Pero ya era tarde y empapados, los chiquillos, se recogían a regañadientes en sus casas, como pajarillos en busca del calor del nido.

      María adoraba aquella casa donde había pasado su infancia y parte de su adolescencia, y donde su abuela Isidora la había hecho protagonista de historias y de cuentos que la habían hecho interesarse, y de qué modo, por la literatura. Hoy era escritora y vivía en Madrid, pero regresaba a Andalucía, a la casa del pueblo, cada vez que podía, buscando envolverse en la calidez de sus paredes y, sobre todo, en la vívida ensoñación de sus recuerdos.

      A la salida del pueblo y junto a un pequeño riachuelo, la familia de María tenía un huerto, hoy cultivado por Ignacio, uno de los niños que jugaba junto a ella en tardes instaladas para siempre en su memoria, tardes deliciosas donde la vida transcurría sin brusquedad, de una manera cómoda y sencilla. El huerto lo presidía un viejo membrillero, un árbol resistente y agradecido, que cada otoño, llenaba con sus frutos la cocina de la casa. Y no solo la cocina, pues esta fruta aromática se hallaba también arrebujada en los armarios y en los cajones, entre las sábanas o entre las toallas, impregnándolo todo. No podía contar María las veces que acompañó a su abuela a recoger los membrillos y la de cuentos e historias que ésta le contaba metidas en faena, como la de la tía Paca, que tenía un novio al que fue a buscar a la Argentina, años después de que él tuviera que irse de España debido a sus ideas políticas. Nunca lo encontró, pero jamás perdió la esperanza. O la de su abuelo Tomás, que cuando era pequeño, trabajaba la tierra para los señoritos por un pedazo de pan y un poco de tocino, siempre con una dignidad que desconcertaba a los amos. Y mientras iba desgranando las historias, los membrillos se amontonaban en las cestas, depositados con gran delicadeza, cuidando que no estuvieran dañados, ni se dañaran, algo esencial para elaborar aquella carne de membrillo tan rica y que hoy ella estaba preparando.

      Por la mañana, María había vuelto a realizar el ritual de la abuela, solo que esta vez acudió al huerto con Iris, una de sus nietas, y del mismo modo, mientras recogían los membrillos, le contaba las historias que en su día le contó su abuela y algunas más, embebidas en la tranquilidad que imperaba en aquel lugar y bajo aquel árbol, que, cargado de frutos, fue testigo de tantas vivencias.

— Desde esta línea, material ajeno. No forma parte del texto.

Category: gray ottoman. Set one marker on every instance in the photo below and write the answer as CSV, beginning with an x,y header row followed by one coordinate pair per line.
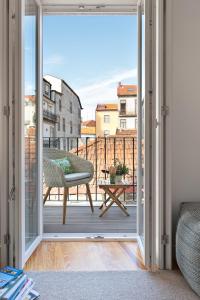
x,y
188,244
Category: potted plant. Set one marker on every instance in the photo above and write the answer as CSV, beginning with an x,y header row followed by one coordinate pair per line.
x,y
121,170
112,172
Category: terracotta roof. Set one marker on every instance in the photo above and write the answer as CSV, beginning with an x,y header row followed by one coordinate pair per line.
x,y
127,90
88,130
30,98
89,123
106,107
126,132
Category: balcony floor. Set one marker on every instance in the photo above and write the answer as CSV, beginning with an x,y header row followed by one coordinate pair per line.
x,y
80,220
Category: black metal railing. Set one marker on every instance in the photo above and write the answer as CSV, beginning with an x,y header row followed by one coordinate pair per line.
x,y
102,152
49,115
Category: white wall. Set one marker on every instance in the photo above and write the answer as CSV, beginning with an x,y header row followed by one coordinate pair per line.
x,y
183,98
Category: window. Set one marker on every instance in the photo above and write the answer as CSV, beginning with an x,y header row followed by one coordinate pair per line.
x,y
106,132
47,90
79,129
51,131
58,123
64,124
60,105
71,129
123,123
123,107
53,96
106,118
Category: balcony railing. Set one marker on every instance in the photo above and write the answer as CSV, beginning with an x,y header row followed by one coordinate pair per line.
x,y
101,152
49,115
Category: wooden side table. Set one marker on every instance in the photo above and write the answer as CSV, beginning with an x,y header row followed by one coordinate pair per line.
x,y
114,191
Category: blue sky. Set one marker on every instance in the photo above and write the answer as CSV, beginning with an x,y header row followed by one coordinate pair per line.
x,y
92,54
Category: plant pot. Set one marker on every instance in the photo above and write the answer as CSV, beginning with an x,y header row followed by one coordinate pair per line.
x,y
118,179
112,179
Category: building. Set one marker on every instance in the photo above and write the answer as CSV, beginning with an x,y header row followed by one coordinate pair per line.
x,y
68,110
29,113
106,119
88,129
49,115
127,105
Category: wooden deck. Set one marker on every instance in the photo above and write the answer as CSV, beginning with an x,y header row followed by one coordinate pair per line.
x,y
86,256
81,220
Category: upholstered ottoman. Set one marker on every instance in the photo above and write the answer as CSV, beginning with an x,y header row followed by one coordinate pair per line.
x,y
188,244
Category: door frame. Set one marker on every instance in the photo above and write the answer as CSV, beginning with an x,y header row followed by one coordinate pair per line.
x,y
18,254
4,127
153,209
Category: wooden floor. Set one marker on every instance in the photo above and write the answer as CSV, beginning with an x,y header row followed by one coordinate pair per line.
x,y
81,220
85,256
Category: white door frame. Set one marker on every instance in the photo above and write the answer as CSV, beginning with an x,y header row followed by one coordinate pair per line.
x,y
153,210
146,209
4,125
18,254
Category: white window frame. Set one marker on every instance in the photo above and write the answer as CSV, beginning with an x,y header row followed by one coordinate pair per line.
x,y
106,119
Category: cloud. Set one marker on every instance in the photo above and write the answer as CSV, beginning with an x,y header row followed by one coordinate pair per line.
x,y
103,91
54,59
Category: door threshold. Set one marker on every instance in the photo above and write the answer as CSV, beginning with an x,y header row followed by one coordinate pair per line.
x,y
98,237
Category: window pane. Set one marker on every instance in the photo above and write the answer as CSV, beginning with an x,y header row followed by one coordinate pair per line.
x,y
30,126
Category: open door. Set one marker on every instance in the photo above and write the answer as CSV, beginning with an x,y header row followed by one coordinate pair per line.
x,y
144,130
26,145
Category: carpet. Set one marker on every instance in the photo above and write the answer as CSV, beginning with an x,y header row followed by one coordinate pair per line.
x,y
119,285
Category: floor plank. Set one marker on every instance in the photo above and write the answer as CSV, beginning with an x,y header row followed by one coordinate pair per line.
x,y
82,220
85,256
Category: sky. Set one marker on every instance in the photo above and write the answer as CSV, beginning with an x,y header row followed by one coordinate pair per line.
x,y
92,54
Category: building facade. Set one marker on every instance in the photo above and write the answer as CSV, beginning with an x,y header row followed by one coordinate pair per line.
x,y
106,119
49,114
127,106
68,110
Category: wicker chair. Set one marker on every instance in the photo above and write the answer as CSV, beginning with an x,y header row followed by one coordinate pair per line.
x,y
83,172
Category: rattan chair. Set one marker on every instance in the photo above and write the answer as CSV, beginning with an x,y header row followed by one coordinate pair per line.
x,y
54,176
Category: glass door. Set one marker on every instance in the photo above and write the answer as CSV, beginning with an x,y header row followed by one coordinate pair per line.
x,y
30,123
26,213
143,130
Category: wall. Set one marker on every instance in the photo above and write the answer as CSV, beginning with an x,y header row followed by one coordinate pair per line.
x,y
183,99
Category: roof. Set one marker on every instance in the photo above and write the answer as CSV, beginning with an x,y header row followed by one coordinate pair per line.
x,y
63,81
126,132
127,90
47,81
56,92
30,98
89,123
107,107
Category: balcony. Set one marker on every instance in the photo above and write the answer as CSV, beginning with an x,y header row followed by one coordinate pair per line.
x,y
101,152
124,113
48,115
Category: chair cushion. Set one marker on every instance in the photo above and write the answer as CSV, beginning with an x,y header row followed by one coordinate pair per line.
x,y
65,165
77,176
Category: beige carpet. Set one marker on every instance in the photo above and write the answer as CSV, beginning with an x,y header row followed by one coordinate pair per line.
x,y
128,285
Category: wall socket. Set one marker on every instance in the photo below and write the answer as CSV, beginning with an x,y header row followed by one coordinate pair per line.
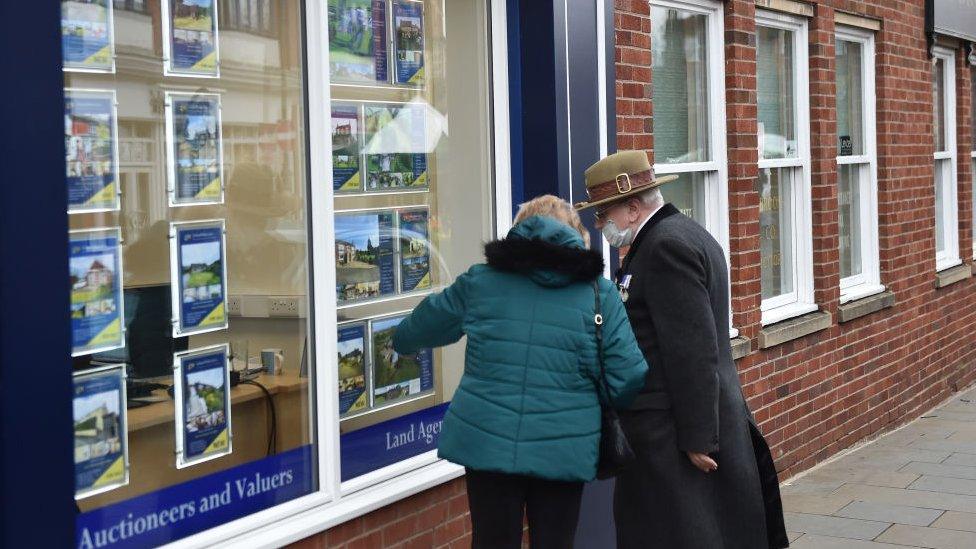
x,y
286,306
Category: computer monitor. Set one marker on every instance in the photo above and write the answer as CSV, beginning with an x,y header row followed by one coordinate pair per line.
x,y
149,342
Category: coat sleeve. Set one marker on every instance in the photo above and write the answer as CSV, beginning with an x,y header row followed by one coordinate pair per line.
x,y
437,321
622,358
676,285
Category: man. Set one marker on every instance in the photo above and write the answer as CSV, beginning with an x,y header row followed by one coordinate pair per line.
x,y
704,476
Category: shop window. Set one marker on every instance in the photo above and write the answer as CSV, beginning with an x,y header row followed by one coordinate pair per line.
x,y
784,167
857,194
689,121
944,134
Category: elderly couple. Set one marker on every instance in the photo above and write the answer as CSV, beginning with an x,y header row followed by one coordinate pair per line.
x,y
526,418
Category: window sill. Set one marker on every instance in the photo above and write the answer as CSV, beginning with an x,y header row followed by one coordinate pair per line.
x,y
865,306
950,276
740,347
795,328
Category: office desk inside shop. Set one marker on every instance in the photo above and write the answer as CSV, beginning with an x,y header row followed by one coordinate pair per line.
x,y
152,436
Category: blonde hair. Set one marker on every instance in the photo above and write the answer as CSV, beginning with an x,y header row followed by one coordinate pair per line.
x,y
548,205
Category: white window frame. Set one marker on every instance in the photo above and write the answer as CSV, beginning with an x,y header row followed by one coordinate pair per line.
x,y
868,282
715,171
945,161
336,502
801,300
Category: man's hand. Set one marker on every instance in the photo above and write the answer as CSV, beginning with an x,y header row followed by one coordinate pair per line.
x,y
702,461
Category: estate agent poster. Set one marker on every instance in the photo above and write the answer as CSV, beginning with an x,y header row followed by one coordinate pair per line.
x,y
101,448
198,267
202,394
91,150
395,376
195,167
365,257
395,146
95,278
414,250
408,24
346,128
190,38
86,35
352,369
357,41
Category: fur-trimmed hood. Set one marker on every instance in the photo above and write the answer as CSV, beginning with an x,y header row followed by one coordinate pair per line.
x,y
549,252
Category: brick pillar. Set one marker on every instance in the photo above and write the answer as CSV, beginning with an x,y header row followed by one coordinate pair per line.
x,y
741,113
964,148
823,161
632,54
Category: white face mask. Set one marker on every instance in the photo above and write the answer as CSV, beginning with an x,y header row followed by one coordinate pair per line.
x,y
615,236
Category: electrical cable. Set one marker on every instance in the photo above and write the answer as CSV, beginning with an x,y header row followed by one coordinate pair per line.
x,y
273,431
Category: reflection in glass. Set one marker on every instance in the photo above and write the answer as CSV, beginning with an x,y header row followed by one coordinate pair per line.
x,y
680,86
850,95
687,193
776,98
776,231
938,99
849,220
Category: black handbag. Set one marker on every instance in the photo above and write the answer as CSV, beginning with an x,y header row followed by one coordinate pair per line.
x,y
615,451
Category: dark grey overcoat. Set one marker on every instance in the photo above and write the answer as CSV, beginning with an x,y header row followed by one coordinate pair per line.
x,y
678,304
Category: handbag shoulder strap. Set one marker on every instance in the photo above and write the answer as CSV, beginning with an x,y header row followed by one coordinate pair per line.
x,y
598,324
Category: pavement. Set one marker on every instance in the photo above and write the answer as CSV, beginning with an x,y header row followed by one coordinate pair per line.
x,y
914,487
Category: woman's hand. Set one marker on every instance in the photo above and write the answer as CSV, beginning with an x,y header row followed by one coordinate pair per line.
x,y
702,461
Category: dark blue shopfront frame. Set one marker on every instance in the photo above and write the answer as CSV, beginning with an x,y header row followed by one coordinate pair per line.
x,y
546,109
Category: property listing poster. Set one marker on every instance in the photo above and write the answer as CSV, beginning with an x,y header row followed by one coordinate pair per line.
x,y
414,250
199,270
86,35
365,255
346,126
191,34
101,449
353,396
408,26
195,168
357,41
395,376
203,405
95,278
91,154
395,146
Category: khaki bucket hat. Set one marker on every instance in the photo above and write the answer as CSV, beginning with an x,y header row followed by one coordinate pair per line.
x,y
618,176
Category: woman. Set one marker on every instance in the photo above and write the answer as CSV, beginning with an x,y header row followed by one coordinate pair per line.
x,y
525,420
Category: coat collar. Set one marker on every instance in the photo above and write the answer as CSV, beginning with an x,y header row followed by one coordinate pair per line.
x,y
665,212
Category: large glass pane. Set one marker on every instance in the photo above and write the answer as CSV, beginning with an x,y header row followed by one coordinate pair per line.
x,y
941,174
414,203
849,219
776,231
687,193
679,64
938,99
775,66
203,302
850,96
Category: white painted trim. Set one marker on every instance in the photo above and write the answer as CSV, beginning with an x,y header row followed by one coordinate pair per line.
x,y
868,282
946,162
801,300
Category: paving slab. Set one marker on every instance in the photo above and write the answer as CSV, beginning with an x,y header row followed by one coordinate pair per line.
x,y
940,470
810,541
934,538
890,512
954,520
835,526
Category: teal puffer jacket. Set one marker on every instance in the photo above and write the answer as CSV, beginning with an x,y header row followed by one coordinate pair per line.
x,y
527,403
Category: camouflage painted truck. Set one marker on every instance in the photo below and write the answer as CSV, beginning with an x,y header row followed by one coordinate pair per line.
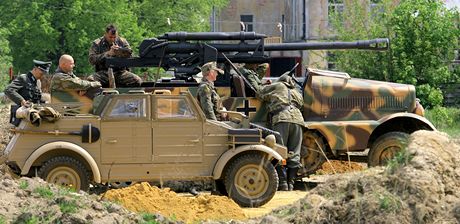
x,y
342,114
147,137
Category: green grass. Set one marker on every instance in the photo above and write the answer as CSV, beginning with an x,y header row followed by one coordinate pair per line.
x,y
68,206
445,119
44,192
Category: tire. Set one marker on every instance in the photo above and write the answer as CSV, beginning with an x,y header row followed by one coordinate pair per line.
x,y
65,171
386,147
311,154
251,180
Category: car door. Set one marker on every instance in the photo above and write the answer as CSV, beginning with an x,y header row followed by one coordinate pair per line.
x,y
126,130
177,130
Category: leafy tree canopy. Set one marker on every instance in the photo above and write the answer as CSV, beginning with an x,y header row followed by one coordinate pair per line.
x,y
423,35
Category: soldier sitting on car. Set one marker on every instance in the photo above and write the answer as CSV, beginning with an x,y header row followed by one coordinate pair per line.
x,y
65,80
25,90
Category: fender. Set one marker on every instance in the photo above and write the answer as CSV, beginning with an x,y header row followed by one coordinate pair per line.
x,y
60,145
227,156
410,115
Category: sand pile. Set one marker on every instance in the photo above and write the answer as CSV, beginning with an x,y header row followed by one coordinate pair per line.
x,y
144,198
420,186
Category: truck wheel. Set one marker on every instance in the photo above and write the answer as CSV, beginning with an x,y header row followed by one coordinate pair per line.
x,y
386,147
65,171
251,180
311,154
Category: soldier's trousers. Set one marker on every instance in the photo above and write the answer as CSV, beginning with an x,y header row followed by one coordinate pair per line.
x,y
123,78
291,135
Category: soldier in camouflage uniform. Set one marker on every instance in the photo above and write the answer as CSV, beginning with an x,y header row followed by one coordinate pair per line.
x,y
254,74
284,104
207,96
25,89
65,80
108,46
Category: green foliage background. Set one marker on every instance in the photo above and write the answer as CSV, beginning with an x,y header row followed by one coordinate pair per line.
x,y
423,34
46,29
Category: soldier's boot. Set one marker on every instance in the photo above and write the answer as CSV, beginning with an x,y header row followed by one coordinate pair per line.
x,y
282,184
291,177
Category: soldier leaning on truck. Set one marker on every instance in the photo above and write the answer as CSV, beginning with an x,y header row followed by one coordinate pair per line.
x,y
284,104
25,89
107,46
207,96
64,79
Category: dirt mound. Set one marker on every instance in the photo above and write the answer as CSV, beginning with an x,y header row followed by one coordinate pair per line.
x,y
145,198
336,166
421,185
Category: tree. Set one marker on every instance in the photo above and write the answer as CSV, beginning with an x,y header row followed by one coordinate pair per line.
x,y
46,29
423,36
5,59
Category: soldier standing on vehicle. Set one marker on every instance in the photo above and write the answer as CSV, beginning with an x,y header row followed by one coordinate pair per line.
x,y
284,104
64,79
111,45
254,74
25,89
207,96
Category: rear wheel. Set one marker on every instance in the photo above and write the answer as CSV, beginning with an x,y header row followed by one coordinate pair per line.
x,y
251,180
65,171
386,147
311,154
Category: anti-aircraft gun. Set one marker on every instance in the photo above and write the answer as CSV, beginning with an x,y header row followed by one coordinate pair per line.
x,y
342,114
186,52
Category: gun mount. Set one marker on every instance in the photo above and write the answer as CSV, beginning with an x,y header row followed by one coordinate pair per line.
x,y
186,52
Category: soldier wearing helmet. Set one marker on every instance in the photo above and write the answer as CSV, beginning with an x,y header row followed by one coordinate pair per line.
x,y
207,96
284,104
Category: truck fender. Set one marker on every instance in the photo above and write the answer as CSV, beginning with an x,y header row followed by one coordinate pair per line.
x,y
228,155
63,145
410,115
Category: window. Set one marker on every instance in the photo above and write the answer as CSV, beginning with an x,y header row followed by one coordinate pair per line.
x,y
335,10
248,21
125,108
331,61
174,108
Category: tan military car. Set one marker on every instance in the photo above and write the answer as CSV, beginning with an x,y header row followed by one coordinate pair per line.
x,y
148,137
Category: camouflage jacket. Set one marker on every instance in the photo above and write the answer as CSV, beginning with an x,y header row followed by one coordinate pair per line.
x,y
24,87
209,100
68,81
97,52
283,101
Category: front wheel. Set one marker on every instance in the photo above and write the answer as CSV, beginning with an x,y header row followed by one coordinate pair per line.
x,y
386,147
65,171
251,180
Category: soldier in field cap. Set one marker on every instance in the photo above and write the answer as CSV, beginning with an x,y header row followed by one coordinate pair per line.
x,y
112,45
25,90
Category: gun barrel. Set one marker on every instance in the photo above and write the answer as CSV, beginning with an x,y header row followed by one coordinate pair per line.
x,y
374,44
183,36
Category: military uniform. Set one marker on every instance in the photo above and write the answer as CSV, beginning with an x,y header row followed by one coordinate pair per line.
x,y
284,103
207,96
255,77
26,87
69,81
97,55
209,100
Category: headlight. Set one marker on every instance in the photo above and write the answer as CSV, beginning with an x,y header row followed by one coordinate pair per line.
x,y
270,141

      Qué rápido había pasado el tiempo y cómo recordaba María su propia infancia, su risa de niña, tan lejana y tan cercana a la vez, ahora reflejada en la de Iris, su nieta, cuyos ojos eran oscuros y profundos, como los de la abuela Isidora, y cómo se apilaban los recuerdos en la memoria cuando se ha sido tan feliz como lo fue ella. En eso pensaba, cuando de repente, se puso a llover, y de la mano de la nieta, regresaron a la casa por el camino de piedras, que tantas veces había recorrido.

      Había terminado de poner la carne de membrillo dentro de la última lata, cuando sonó el teléfono. Era su editora, que a punto de publicarse su tercer libro, había concertado una cita con la prensa para el martes. María volvió a la realidad a golpe de teléfono, una realidad también amada, pues le encantaba su oficio y entre el tintineo de la voz de Iris y el olor del dulce de membrillo recién cocinado, pudo ver la figura de su abuela, dando a probar aquel manjar a ella y a su madre en la cocina, donde la vida parecía haberse detenido como las manecillas del reloj que había en la salita. Llamó a Iris y juntas probaron el dulce, después, María se acercó a la ventana. Continuaba lloviendo y en aquella vieja casa, se sentía a salvo, segura de que todos sus recuerdos los había vivido intensamente y de que el mundo, se concentraba en aquel reducido espacio, donde se ubicó su infancia y adolescencia y al que acudía siempre que podía a cocinar las recetas de la abuela Isidora.